In 2015, Christine received an NAACP Image Award nomination for Outstanding Directing in a Television Motion Picture for "For the Love of Ruth". Christine also directed three original cable movie premieres for TV One entitled, "To Hell and Back" (starring Ernie Hudson and Vanessa Bell Calloway), "For the Love of Ruth" (starring Denise Boutte, Loretta Devine, Gary Dourdan, and James Pickens, Jr.) and "Love Under New Management: The Miki Howard Story" (starring Teyonah Parris, Darius McCrary, and Gary Dourdan) which broke network ratings as the most watched original movie in network history. Recently, Christine directed episodes of "Chicago PD" and "FBI" for Dick Wolf Films. Her episode of "Chicago PD" was rated the Best Episode of Season 6. Christine also recently directed the award-winning, ratings and records breaking "Clark Sisters: The First Ladies of Gospel" for A&E Networks.

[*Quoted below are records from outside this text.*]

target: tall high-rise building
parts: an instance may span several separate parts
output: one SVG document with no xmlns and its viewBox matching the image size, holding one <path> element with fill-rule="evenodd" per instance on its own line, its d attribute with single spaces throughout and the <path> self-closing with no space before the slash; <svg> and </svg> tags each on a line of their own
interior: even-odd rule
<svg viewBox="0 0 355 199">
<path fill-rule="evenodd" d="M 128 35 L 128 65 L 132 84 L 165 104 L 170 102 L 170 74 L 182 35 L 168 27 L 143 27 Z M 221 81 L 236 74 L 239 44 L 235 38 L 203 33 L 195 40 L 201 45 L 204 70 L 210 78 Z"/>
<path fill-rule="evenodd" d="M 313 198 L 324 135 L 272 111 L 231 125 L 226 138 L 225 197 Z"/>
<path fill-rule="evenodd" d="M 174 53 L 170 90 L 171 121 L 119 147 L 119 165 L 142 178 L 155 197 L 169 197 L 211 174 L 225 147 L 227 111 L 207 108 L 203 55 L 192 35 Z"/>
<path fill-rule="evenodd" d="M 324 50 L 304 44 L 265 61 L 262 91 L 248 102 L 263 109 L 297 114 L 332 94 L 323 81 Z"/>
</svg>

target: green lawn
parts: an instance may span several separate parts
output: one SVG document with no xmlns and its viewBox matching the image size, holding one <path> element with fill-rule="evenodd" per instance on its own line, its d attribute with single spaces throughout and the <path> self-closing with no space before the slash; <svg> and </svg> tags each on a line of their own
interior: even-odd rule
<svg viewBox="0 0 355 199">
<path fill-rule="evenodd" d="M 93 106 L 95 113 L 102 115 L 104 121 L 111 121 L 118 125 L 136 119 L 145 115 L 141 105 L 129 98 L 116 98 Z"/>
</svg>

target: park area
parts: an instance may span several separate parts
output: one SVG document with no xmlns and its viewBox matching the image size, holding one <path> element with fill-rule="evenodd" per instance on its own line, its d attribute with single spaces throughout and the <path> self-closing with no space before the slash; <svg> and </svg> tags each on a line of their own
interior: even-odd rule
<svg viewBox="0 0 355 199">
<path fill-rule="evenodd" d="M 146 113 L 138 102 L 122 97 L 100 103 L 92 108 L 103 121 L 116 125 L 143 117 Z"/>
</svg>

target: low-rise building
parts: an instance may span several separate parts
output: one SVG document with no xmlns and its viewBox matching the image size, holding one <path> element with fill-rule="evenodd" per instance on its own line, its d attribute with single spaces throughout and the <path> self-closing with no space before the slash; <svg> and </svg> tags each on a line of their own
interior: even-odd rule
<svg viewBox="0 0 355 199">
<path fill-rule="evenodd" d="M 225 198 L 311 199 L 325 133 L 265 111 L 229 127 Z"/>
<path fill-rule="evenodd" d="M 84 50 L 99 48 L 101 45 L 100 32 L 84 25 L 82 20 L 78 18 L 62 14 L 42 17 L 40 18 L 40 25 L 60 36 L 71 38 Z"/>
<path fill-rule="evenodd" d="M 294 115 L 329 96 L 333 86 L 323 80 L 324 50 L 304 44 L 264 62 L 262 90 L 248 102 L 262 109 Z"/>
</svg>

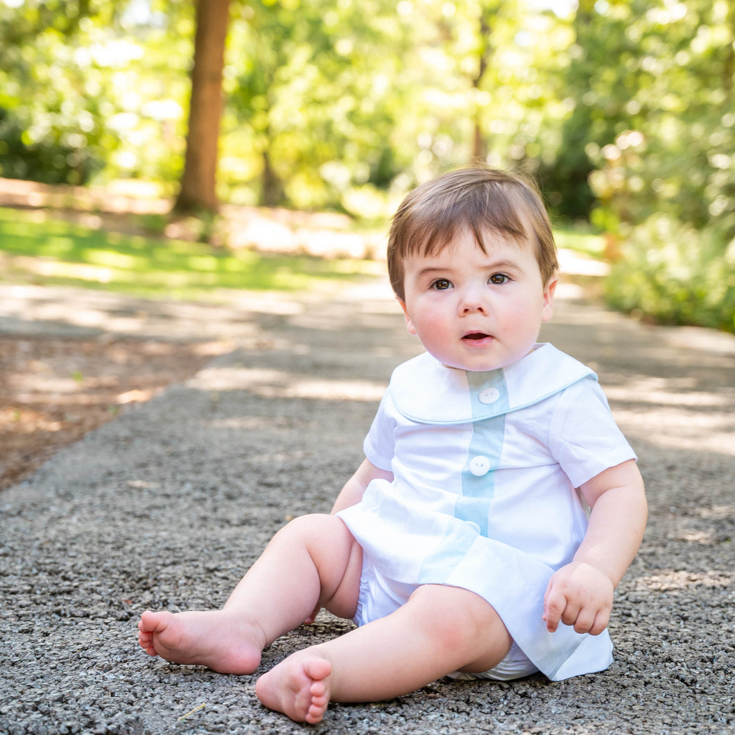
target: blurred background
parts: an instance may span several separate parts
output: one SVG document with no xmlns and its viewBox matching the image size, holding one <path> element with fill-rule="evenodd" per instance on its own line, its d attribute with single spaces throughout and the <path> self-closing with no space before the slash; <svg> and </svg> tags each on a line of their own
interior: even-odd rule
<svg viewBox="0 0 735 735">
<path fill-rule="evenodd" d="M 735 331 L 734 76 L 732 0 L 0 0 L 0 277 L 379 259 L 407 191 L 483 160 L 609 304 Z"/>
</svg>

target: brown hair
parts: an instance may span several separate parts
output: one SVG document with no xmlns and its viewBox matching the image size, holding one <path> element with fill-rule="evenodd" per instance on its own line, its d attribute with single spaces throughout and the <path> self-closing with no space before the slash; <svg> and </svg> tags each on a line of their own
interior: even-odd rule
<svg viewBox="0 0 735 735">
<path fill-rule="evenodd" d="M 488 232 L 531 244 L 545 286 L 559 268 L 551 224 L 536 184 L 495 168 L 460 168 L 417 187 L 393 217 L 388 275 L 399 298 L 404 298 L 404 259 L 439 252 L 465 228 L 483 252 Z"/>
</svg>

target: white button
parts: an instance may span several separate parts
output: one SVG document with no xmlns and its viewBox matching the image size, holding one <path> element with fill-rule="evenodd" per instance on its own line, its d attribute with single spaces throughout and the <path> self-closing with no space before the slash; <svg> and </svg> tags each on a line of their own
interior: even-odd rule
<svg viewBox="0 0 735 735">
<path fill-rule="evenodd" d="M 494 404 L 500 397 L 501 392 L 497 388 L 485 388 L 478 396 L 481 404 Z"/>
<path fill-rule="evenodd" d="M 470 472 L 475 477 L 482 477 L 490 471 L 490 460 L 487 457 L 476 456 L 470 460 Z"/>
</svg>

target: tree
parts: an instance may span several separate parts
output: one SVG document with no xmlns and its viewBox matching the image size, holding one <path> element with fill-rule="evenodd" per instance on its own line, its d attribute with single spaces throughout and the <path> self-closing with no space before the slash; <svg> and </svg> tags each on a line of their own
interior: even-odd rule
<svg viewBox="0 0 735 735">
<path fill-rule="evenodd" d="M 222 115 L 222 72 L 230 0 L 198 0 L 194 63 L 191 72 L 189 130 L 179 212 L 219 208 L 217 162 Z"/>
</svg>

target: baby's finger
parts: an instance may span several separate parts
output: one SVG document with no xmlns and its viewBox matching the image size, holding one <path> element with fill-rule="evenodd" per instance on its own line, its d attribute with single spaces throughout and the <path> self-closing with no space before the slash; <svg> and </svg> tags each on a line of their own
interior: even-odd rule
<svg viewBox="0 0 735 735">
<path fill-rule="evenodd" d="M 553 588 L 550 589 L 547 593 L 546 600 L 544 604 L 544 614 L 542 619 L 546 621 L 546 629 L 550 633 L 553 633 L 559 627 L 559 621 L 567 606 L 566 597 L 557 592 Z"/>
<path fill-rule="evenodd" d="M 594 609 L 588 610 L 582 608 L 578 612 L 575 620 L 567 625 L 574 625 L 574 629 L 577 633 L 589 633 L 595 625 L 596 612 Z"/>
<path fill-rule="evenodd" d="M 600 610 L 595 616 L 595 622 L 589 627 L 589 634 L 598 636 L 610 622 L 610 611 L 608 609 Z"/>
</svg>

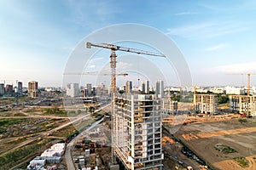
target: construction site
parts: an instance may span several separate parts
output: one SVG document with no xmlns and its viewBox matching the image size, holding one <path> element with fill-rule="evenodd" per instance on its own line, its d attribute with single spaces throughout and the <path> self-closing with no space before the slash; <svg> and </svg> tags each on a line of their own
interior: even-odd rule
<svg viewBox="0 0 256 170">
<path fill-rule="evenodd" d="M 230 95 L 231 111 L 240 114 L 220 115 L 217 95 L 197 94 L 196 88 L 192 104 L 165 99 L 160 90 L 163 81 L 157 82 L 157 95 L 149 94 L 148 89 L 132 91 L 131 82 L 126 83 L 126 93 L 119 94 L 115 51 L 162 54 L 105 43 L 87 42 L 86 47 L 111 50 L 112 114 L 75 141 L 72 157 L 78 169 L 252 169 L 255 166 L 255 121 L 241 116 L 242 110 L 247 116 L 254 114 L 253 96 Z M 162 113 L 167 113 L 163 120 Z M 177 130 L 172 133 L 173 129 Z"/>
</svg>

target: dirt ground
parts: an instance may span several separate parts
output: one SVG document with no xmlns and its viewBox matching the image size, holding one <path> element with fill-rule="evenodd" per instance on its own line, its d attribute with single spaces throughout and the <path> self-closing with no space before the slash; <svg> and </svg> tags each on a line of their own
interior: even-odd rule
<svg viewBox="0 0 256 170">
<path fill-rule="evenodd" d="M 174 134 L 180 139 L 200 158 L 214 168 L 256 169 L 256 120 L 247 119 L 241 123 L 237 118 L 218 122 L 189 123 Z M 224 153 L 214 146 L 223 144 L 236 152 Z M 243 156 L 248 162 L 248 167 L 242 167 L 235 157 Z M 254 158 L 254 159 L 253 159 Z"/>
</svg>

Chaz Ebert, panel moderator
Chaz Ebert is the CEO of Ebert Digital LLC, which publishes the movie review site, RogerEbert.com. She also produces television and movies at Ebert Productions, and heads the Ebertfest Film Festival now in its 22nd year, where she gives the Ebert Humanitarian Award to filmmakers who exhibit an unusually compassionate view of the world. Her civic interests include programs to help break the glass ceiling for women and people of color, and to provide education and arts for women, children and families. Through the Roger and Chaz Ebert Foundation she provides grants to support projects with strong social justice themes and mentors emerging writers, filmmakers, and technologists with a global view toward encouraging empathy, kindness, compassion and forgiveness.
Dr. Nate Kohn, panel moderator
Dr. Nate Kohn is professor at the University of Georgia, festival director of Roger Ebert's Film Festival, director of the University of Georgia MFA program in screenwriting and award-winning producer. Dr. Kohn produced "Zulu Dawn" starring Burt Lancaster and Peter O’Toole; the independent feature "Somebodies" (2006); "Rain", the Bahamas’ first indigenous feature (2007); "Bottleworld" (2010); he was Executive Producer on the BET television series "Somebodies" (2008); he was Producer on the feature length documentary "Bayou Maharajah" (2013); he produced the Emmy Award-winning short documentary "Ebertfest 2012"; and he was Executive Producer on The 73rd, 74th and 75th Annual Peabody Awards Specials for PivotTV/Participant Media (2014, 2015 and 2016). He has served on juries and mentored screenwriters at the Atlanta, Hawaii, Kerala, and Bahamas International Film Festivals. He is the author of numerous scholarly articles and of the book Pursuing Hollywood: Seduction, Obsession, Dread (AltaMira Press, 2006).